Помимо их двоих и Агыма с ними пошли еще пятеро жрецов. Всем запретили брать с собой оружие. Только два жертвенных кинжала, которые держал при себе Агым. Их путь лежал на запад. Сначала по большой реке, но потом надо было уйти слегка на север, до соседней речушки. В тех святых землях было разрешено проливать кровь только жертвенных животных. Их не сопровождали воины. У них не было доспехов. Оба юноши всю жизнь, готовящиеся к тому, чтобы стать ожгарчи быронтэм, сейчас чувствовали себя голыми без привычной тяжести металла в руках.

Но если что и занимало умы и Тукташа и Акбая сильнее, чем отсутствие оружия, это то, что с ними было еще две девушки из дальнего поселения. За них уже был выплачен выкуп. Агым запретил разговаривать с ними, и сказал лишь, что после ритуала они станут их огненными жёнами. Хоть это ничего и не объяснило, но многое обещало.

Пеший путь до святых земель начался утром, и закончился уже к следующему вечеру. Ритуал должен был проходить ночью, и каждая ночь была бы посвящена каждому юноше в отдельности. Само собой первым должен был пройти ритуал сын вождя. Его будущую жену Азинлык, отправили к речке для омовения священными водами. Агым в это время готовил необходимые снадобья и смеси трав. Остальные жрецы поддерживали большой костёр. Чем сильнее темнело на улице, тем сильнее казалось, что это солнце спустилось к ним на землю, чтобы присутствовать при становлении Тукташа воином.

Азинлык уже вернулась и в красных одеждах стояла рядом со второй девушкой. Агым протянул сыну вождя чашу и сказал:

— Пей до дна, Тукташ, прими свою судьбу. Затем наклонись над курильней, и мы укроем тканями твою голову. Дыши глубоко и ты почувствуешь, как покидаешь собственное тело. А когда вернёшься из страны духов, ты будешь готов приступить к ритуалу.

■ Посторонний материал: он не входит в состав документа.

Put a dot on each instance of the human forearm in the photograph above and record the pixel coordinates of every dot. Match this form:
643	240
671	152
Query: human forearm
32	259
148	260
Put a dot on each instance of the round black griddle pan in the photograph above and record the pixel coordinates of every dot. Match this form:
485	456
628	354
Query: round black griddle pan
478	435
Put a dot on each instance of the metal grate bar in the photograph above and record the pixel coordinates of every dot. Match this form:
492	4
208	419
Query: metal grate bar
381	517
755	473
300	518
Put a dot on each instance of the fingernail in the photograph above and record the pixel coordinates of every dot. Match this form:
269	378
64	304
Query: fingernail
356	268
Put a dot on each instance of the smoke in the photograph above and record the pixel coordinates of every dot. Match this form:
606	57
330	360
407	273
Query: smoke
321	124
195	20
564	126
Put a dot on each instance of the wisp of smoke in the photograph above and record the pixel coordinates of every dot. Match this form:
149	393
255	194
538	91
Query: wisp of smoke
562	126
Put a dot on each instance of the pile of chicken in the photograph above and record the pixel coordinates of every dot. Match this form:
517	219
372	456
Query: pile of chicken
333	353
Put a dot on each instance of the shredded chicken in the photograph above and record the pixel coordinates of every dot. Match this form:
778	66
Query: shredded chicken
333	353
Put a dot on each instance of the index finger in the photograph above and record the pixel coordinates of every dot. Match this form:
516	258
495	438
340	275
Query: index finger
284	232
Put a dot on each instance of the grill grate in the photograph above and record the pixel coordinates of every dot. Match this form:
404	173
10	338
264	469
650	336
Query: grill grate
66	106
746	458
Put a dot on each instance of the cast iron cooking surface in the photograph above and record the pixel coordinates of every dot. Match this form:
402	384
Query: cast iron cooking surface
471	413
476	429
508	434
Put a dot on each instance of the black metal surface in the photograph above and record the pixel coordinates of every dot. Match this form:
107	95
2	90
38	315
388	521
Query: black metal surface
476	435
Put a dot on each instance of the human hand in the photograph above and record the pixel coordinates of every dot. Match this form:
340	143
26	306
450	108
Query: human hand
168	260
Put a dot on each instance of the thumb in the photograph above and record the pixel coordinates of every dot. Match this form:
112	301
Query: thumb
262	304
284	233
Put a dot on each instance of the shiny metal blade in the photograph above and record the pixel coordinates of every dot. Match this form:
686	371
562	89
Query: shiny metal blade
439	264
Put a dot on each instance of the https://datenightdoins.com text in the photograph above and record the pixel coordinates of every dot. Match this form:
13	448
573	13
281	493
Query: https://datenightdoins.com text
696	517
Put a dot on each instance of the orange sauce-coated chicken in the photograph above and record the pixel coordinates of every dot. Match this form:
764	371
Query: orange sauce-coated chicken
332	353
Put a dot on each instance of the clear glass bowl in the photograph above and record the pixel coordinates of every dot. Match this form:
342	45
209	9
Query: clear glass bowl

Тукташ принял чашу, посмотрел на Акбая, после чего улыбнулся Азинлык. Девушка улыбнулась ему в ответ, там искренне и тепло, что у Тукташа возникло ощущение, что его дух уже готов воспарить к предкам без отваров жреца. В несколько глотков он осушил чашу и наклонился с курящимся травам. Его закрыли тканями и он начал глубоко вдыхать пряно-горький дым, пока не закружилась голова. Чувствуя, что начинает задыхаться, он поднял руку и попытался стянуть ткань. Его сразу освободили. Два Агыма кружились вокруг него и гулко неразборчиво что-то говорили. Вдруг в шеях у Агымов появились стрелы, а из их ртов потекла кровь. Это показалось Тукташу таким нелепым и неуместным, что он засмеялся и упал на спину от смеха. Сквозь темнеющее сознание он чувствовал, как дух выходит из его тела под девичьи крики.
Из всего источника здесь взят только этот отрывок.